Bélgica no me gustó. No me gustó Bruselas, que efectivamente me pareció la ciudad más gris y triste que había visitado, ni Gante ni Brujas, falsas como los decorados de las primeras películas en tecnicolor, y mucho menos Lovaina, demasiado luminosa, demasiado llena de gente y de mercados callejeros y de dulces de colores que nos ponían en el platito de cada café que pedíamos.
No me apetece hablar de Bélgica ni de los belgas con mi padre. Entramos en la cocina. Le pregunto si ha vuelto al instituto.
—Sigo de baja hasta después de Semana Santa —me responde mientras vigila el aspecto de las albóndigas a través de la ventanilla del horno—. Pero no sé, si puedo la alargaré unas semanas más. —Se frota las manos contra el delantal—. Oye, respecto a eso…
—Tranquilo, que yo no he dicho nada a nadie de tus viajes. Además, ¿a quién se lo voy a contar?

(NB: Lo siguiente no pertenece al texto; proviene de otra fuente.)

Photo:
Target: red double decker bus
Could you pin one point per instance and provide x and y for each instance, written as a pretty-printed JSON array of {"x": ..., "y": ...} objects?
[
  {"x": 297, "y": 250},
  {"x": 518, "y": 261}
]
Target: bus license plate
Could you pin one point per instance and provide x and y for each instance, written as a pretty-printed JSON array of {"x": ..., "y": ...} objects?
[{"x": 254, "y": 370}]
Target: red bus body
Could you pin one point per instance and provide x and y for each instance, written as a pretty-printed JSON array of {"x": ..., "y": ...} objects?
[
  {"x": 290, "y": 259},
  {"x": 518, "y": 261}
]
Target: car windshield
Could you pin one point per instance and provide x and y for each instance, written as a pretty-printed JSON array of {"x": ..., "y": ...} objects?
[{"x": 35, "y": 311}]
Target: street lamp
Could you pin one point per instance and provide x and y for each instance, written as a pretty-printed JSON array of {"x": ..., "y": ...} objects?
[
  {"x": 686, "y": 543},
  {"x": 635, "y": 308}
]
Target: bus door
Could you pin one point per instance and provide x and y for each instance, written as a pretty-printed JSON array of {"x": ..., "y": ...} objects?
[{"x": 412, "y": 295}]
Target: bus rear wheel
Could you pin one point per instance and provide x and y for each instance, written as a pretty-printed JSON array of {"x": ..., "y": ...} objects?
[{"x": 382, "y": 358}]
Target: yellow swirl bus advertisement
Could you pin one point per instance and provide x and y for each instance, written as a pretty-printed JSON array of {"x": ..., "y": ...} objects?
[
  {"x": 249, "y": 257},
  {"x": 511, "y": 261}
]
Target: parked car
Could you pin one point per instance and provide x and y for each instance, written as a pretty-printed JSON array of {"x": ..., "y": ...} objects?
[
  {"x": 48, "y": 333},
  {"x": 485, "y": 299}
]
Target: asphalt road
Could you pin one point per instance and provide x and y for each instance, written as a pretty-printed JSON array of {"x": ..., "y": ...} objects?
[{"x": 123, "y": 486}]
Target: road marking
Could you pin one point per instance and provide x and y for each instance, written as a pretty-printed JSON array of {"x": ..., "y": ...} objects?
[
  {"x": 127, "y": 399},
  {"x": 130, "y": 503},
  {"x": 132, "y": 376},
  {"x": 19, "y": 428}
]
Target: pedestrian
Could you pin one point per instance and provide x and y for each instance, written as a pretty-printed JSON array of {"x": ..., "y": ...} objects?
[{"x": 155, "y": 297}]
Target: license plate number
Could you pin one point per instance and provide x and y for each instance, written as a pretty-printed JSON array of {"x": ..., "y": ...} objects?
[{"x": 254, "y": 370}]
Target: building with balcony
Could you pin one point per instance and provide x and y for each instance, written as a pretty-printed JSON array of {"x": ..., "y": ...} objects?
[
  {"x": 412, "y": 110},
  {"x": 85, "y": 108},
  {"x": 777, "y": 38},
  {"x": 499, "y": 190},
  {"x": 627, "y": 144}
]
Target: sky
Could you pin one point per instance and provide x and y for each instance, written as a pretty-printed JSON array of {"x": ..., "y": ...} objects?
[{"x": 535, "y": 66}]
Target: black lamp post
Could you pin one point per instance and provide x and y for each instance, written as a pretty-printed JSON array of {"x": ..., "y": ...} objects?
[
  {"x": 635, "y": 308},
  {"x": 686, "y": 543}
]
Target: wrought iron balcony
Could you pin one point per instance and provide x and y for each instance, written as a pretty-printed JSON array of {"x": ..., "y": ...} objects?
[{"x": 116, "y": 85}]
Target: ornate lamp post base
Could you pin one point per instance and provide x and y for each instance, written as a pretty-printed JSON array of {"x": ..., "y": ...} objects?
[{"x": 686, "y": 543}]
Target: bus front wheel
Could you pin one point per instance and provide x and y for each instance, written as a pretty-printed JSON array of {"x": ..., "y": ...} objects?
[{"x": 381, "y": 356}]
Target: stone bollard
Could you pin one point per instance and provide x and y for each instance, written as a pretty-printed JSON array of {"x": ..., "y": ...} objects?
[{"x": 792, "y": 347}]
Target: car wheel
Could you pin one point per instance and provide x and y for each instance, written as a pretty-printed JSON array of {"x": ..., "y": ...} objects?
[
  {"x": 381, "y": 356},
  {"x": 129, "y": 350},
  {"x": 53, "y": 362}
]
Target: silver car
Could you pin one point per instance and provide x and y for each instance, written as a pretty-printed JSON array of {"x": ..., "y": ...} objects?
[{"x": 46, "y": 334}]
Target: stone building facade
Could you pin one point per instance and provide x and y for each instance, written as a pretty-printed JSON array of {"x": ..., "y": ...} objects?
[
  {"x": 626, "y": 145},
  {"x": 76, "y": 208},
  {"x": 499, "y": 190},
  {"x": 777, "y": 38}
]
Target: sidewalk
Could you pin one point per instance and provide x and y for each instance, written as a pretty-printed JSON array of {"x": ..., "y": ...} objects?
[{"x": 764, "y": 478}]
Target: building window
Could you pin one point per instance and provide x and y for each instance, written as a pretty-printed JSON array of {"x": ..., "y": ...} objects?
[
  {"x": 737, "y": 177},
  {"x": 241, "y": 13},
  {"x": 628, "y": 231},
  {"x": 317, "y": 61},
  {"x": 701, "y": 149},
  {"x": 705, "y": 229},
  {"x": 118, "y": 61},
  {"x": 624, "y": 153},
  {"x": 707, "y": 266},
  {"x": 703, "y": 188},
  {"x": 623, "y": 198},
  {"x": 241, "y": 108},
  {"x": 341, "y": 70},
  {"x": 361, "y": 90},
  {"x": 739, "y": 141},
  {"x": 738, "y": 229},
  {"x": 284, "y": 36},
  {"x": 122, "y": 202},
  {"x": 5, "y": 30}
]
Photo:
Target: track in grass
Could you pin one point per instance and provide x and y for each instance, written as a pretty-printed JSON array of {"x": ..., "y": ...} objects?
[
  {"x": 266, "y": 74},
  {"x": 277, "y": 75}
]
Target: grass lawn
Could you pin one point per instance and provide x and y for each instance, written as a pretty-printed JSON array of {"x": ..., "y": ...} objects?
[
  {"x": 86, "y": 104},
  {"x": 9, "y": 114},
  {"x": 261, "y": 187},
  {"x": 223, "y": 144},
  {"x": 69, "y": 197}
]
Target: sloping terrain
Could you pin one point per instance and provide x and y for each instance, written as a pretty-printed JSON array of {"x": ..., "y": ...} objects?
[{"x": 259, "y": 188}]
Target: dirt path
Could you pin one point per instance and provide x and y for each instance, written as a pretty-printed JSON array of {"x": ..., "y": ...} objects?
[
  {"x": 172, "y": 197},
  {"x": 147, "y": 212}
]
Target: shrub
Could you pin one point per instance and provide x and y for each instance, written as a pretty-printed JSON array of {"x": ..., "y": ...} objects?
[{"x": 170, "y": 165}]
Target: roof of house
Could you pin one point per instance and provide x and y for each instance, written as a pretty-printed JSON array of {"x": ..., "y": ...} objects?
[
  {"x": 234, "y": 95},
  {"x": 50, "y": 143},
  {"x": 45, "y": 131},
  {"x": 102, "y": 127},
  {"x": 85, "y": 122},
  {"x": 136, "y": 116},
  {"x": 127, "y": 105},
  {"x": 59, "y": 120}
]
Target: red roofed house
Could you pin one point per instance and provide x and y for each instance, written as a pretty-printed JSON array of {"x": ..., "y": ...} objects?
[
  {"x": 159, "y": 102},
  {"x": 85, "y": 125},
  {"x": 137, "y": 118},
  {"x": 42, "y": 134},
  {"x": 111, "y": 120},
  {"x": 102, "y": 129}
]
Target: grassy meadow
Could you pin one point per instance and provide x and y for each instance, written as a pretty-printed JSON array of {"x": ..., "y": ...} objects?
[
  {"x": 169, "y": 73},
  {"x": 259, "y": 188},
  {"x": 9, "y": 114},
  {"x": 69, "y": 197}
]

Mi padre lleva cuatro cursos encadenando bajas médicas. La primera fue por un esguince. Según él, la inactividad a la que lo sometió la lesión lo deprimió. Desde entonces las bajas han tenido como motivo diversos trastornos de ansiedad y depresiones más o menos profundas. Cuando le dan el alta se reincorpora al instituto, vuelve a memorizar el nombre de sus pocos alumnos de griego y latín, les hace algún control para calibrar su habilidad declinando verbos o analizando etimologías, atiende a un par de padres o madres inquietos por sus hijos —cuyo futuro académico depende en gran medida de las notas de las asignaturas troncales del bachillerato de humanidades, asignaturas que imparte mi padre— y antes de las evaluaciones pide cita con su médico y le explica lo que sea que haya que explicarle para conseguir una baja por depresión o ansiedad. Nunca trabaja más de dos meses seguidos.